MIAMI Commercal Economic Insights from the MIAMI REALTORS Chief Economist
MIAMI Commercal Economic Insights from the MIAMI REALTORS Chief Economist

By Gay Cororaton, MIAMI REALTORS Chief Economist

 

Key Takeaways

  1. Fort Lauderdale led 30 market areas in multifamily investment profitability, with the highest cap rate of 6.3%, according to Yardi Matrix.
  2. Net absorption in the first three quarters of 2025 outpaced new deliveries of multifamily units in the Fort Lauderdale market area, resulting in a tighter vacancy rate of 7.9% compared to nationally (9.0%), according to Cushman and Wakefield.
  3. Broward County landed the biggest multifamily deals in the first quarters of 2025, according to Miami Realtors analysis of county records.

 

Download the 2025 Q3 Southeast Florida Residential Rental Market Report HERE.

 

Fort Lauderdale has highest cap rates (profitability indicator) among 30 markets

Investing in the Southeast Florida market yielded higher returns among 30 major markets year-to-date through September 2025, with Fort Lauderdale leading the list.

According to Yardi Matrix/Bisnow, Fort Lauderdale had the highest cap rate, at 6.27%. In the Miami market area, the average cap rate was 5.79%. In Palm Beach/Boca Raton, the cap rate was 4.98%.

These higher cap rates outpace the cap rates in the more expensive markets of Manhattan (5.24%),Los Angeles (4.86%), Washington DC (4.47%), and San Francisco (3.88%), where investors pay a higher price for a dollar of first-year net operating income.

 

Net absorption outpace new deliveries in Fort Lauderdale and Palm Beach

In multifamily buildings with over 50 units, Cushman and Wakefield reported lower vacancy rates in Broward County and Palm Beach County compared to Miami-Dade County.

In multifamily buildings with more than 50 units, the vacancy rate in the Fort Lauderdale market area in 2025 Q3 was 7.9%, and in the Palm Beach market area, at 7.3%. In the Miami market area, the vacancy rate was 9.1%. Nationally, the vacancy rate was 9.0%.

Net absorption  (demand) has outpaced new deliveries (supply) in Broward County and Palm Beach County. in the Fort Lauderdale market area, deliveries of 2,781 units were below the net absorption of 3,005 units.

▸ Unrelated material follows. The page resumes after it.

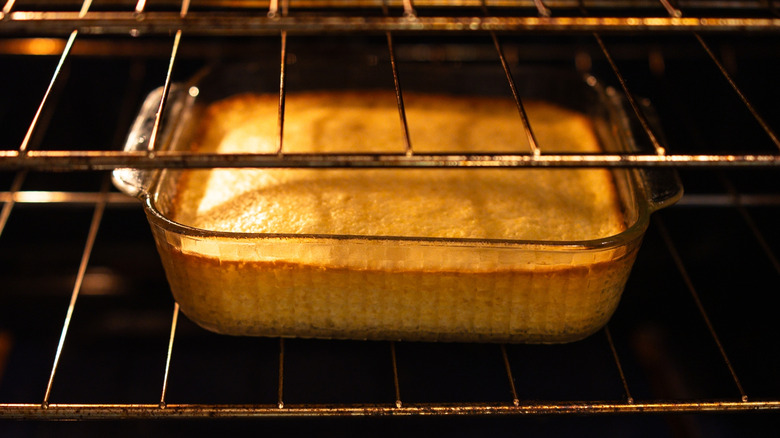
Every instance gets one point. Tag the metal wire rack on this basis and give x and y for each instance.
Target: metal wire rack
(53, 28)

In the Palm Beach market area, deliveries of 733 units also lagged the net absorption of 1,608 units, according to Cushman and Wakefield estimates. In contrast,  deliveries (supply) outpaced net absorption (demand) in the Miami market area. Year-to-date through 2025 Q3, there were 6,282 units delivered in multifamily buildings with over 50 units, outpacing the net absorption of 4,983 units.

The tighter vacancy rate in Broward County and Palm Beach County indicates asking rents could firm up further. During 2025 Q3, the asking rent on units in multifamily buildings with more than 50 units rose 0.5% year-over-year in Fort Lauderdale too $2,411. In the Palm Beach market area, the rent rose to Broward County to 0.6% to $2,546. The Miami market area posted the highest rent growth of 1.7% to $2,557.

 

Broward County lands two largest multifamily deals in Southeast Florida in 2025

According to MIAMI Realtors® analysis of county records, sales of multifamily properties in the counties of Miami-Dade, Broward, and Palm Beach in the first three quarters of 2025 rose to $3.1 billion, a sustained increase from last year’s $3.0 billion over the same period. (see Southeast Florida Commercial Sales Volume Rose 18% to $9.6 Billion in 2025 Q1-Q3 – MIAMI REALTORS®)

In Broward County, multifamily sales volume rose to $1.28 billion, up 20% from one year ago. Broward County saw the two largest multifamily deals in South Florida. The largest deal is the acquisition by Ponte Gadea of a multifamily building on 201 S Federal Highway, Fort Lauderdale  for $165 million. The second largest deal is the acquisition by TA Pembroke Pines of a multifamily building on 16700 Sheridan Street, Pembroke Pines, for $118 million.